Oakland OK's spending $5M to house the city's unsheltered
OAKLAND, Calif. - The Oakland City Council has approved funding to address the homeless crisis ss the number of un-housed people living in the city has increased 47% since 2017.
City leaders hope to fix the problem by approving additional money for housing programs and sites and changing the city's zoning laws, which they say will give people more housing options.
On Tuesday, the council voted to approve spending $5 million to help house the homeless.
It includes:
- $2 million to prepare city land to become future housing sites
- $1.2 million to operate a city-sanctioned, designated RV parking site at 26th and Wood streets, next to I-880 in West Oakland.
- $1.5 million to open a transitional housing site, in a building on East 12th and Second, near Lake Merritt.

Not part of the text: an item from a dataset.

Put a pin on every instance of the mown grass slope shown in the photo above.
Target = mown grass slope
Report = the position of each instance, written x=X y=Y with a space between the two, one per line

That building would be able to immediately house about 60 people, waiting for permanent homes.
Ahead of the city council vote, Mayor Libby Schaaf and two other council members announced a proposal to change city rules about the types of housing that can be built in Oakland.
"ew also have to produce more housing to address the supply and demand problem in the Bay Area," Schaaf said.
The mayor and other city leaders proposed changing the city ordinances so that people would be allowed to live in RVs and tiny homes on private property.
The new ordinance would also allow mobile and manufactured homes - like the kind that could be built from shipping crates - to be built in all residential areas of the city.